There is idolatry at work, and it is dangerous, but it is the idolatry of the market that is conspicuous in Washington today.
The problem is that Christian conservatives did not just bring their issues into the GOP. They brought their style. They brought the logic and the language of orthodoxy and applied to issues like government spending on social programs and the tax code. In earlier times, Democrats might want to raise the minimum wage by one dollar and Republicans might not want to raise it at all. In negotiations, they might agree on a fifty cent increase and call it a day. Interests are made to be compromised and our government system was designed, as any reader of the Federalist Papers knows, to adjudicate such interests.
But, once you cast an economic position in terms of orthodoxy and invest it with a sense of divine origin or participation in a divine plan, such compromise becomes not only more difficult, it becomes impossible. Last year, during the midterm elections, Republicans energized their base by pledging to come to Washington and brook no compromise. Liberals sat home.

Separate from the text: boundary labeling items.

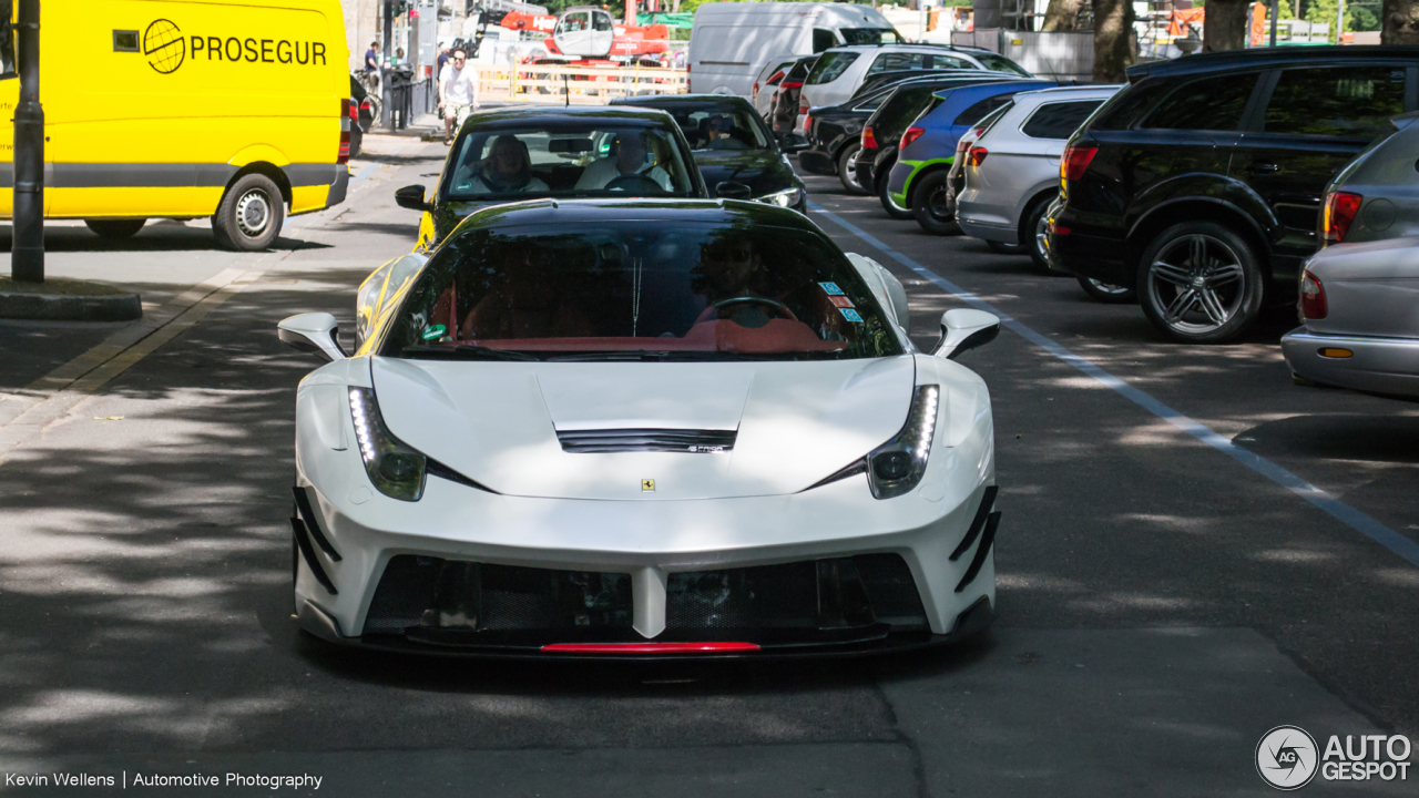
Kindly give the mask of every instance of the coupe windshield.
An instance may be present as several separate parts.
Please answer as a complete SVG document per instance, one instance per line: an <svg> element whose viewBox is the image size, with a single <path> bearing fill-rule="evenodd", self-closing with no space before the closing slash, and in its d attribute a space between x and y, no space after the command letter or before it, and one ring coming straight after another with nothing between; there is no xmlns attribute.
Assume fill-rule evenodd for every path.
<svg viewBox="0 0 1419 798"><path fill-rule="evenodd" d="M691 197L673 133L597 121L580 128L475 129L454 145L443 183L453 200L664 196Z"/></svg>
<svg viewBox="0 0 1419 798"><path fill-rule="evenodd" d="M663 222L471 229L424 268L380 354L840 359L902 352L851 263L802 230Z"/></svg>

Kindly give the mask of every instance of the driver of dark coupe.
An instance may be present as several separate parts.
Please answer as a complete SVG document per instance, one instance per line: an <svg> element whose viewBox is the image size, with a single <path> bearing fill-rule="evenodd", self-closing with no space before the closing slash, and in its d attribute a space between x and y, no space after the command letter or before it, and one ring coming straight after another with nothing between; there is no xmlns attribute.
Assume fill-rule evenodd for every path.
<svg viewBox="0 0 1419 798"><path fill-rule="evenodd" d="M749 237L729 233L700 247L700 263L690 273L690 284L697 294L705 297L707 304L725 302L719 308L718 318L751 329L759 328L773 318L768 311L778 302L727 302L727 300L761 297L751 287L761 266L762 260L759 253L753 251Z"/></svg>
<svg viewBox="0 0 1419 798"><path fill-rule="evenodd" d="M576 180L578 189L600 190L606 189L620 177L634 177L636 175L640 175L653 180L667 193L673 190L670 173L660 166L656 166L654 160L648 158L644 133L634 131L616 133L614 149L616 152L606 158L593 160L592 165L582 172L580 179ZM634 186L627 186L627 190L634 190Z"/></svg>

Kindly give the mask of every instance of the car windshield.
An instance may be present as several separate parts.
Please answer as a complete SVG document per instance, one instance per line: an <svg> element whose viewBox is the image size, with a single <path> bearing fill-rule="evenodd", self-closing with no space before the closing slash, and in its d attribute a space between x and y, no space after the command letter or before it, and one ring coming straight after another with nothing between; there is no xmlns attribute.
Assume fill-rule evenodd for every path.
<svg viewBox="0 0 1419 798"><path fill-rule="evenodd" d="M897 28L839 28L846 44L905 44Z"/></svg>
<svg viewBox="0 0 1419 798"><path fill-rule="evenodd" d="M996 55L995 53L976 53L975 50L972 50L971 57L975 58L976 61L981 61L981 65L985 67L986 70L990 70L992 72L1010 72L1026 78L1034 77L1030 72L1027 72L1025 67L1016 64L1015 61L1010 61L1005 55Z"/></svg>
<svg viewBox="0 0 1419 798"><path fill-rule="evenodd" d="M474 227L429 261L380 354L437 359L846 359L898 355L843 253L728 223Z"/></svg>
<svg viewBox="0 0 1419 798"><path fill-rule="evenodd" d="M695 152L714 149L771 149L772 136L755 121L752 105L741 102L663 106L675 118Z"/></svg>
<svg viewBox="0 0 1419 798"><path fill-rule="evenodd" d="M454 143L451 163L441 187L451 200L695 196L671 132L613 121L474 129Z"/></svg>

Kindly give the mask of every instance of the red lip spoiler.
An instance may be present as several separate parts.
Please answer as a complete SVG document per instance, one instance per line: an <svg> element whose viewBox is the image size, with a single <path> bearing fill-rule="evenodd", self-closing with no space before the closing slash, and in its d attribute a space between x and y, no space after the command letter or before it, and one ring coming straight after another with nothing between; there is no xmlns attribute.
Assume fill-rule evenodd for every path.
<svg viewBox="0 0 1419 798"><path fill-rule="evenodd" d="M552 643L548 653L563 655L719 655L756 652L755 643Z"/></svg>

Moderate swing voters, concerned mostly about the economy and the lack of jobs, swung to the GOP. So, Republicans came to Washington and they have brooked no compromise. The economy, fragile to begin with, is now beset with the worst cancer it knows, uncertainty, as no budget deals appears forthcoming.
It is almost painful to watch John Boehner, a man who seems thoroughly decent and, as a veteran of the House, someone who has participated in plenty of compromises over the years. President Obama has promised everything except a date with Michelle in his efforts to secure a budget deal. But, the intransigents in the House GOP caucus insist that the only way to trim the deficit is to cut government spending. They further insist that the Pentagon sustain none of those cuts. So, the only cuts on the table are in social programs and other government services such as environmental protection, aid to schools, and the like.
The centerpiece of the GOP orthodoxy is opposition to tax increases. Back in 2000, when America actually was paying down its debt and the budget was running a surplus, Republicans insisted on tax cuts. Now that the economy is struggling to recover from the recession – a recession in which, presumably by their calculations, lower tax rates played no part – and the government faces deficits, they insist that it is a horrible time to raise taxes. House Majority Leader Eric Cantor walked out of budget negotiations over the issue of raising taxes to close the budget deficit, even though the proposed increases would not take effect this year, or next year, undercutting the idea that the increases would stall the recovery.
I am no fan of that variety of liberalism that thinks government programs are the solution to all problems. But, it is also abundantly apparent that that style of liberalism no longer exists. Further, as mentioned yesterday, I would be delighted to see experiments that would let the states design certain social programs more efficiently, provided that certain standards were applied to avoid a race to the bottom among the states. But, that, too, is not on the table. Instead, one side in the negotiations is ready to accept cuts in programs they value and the other side insists that they would risk their immortal souls by compromising on their no tax pledge. The idoltary that threatens the nation today is not, as Pastor Robison suggests, an idolatry of government but an idolatry of the market.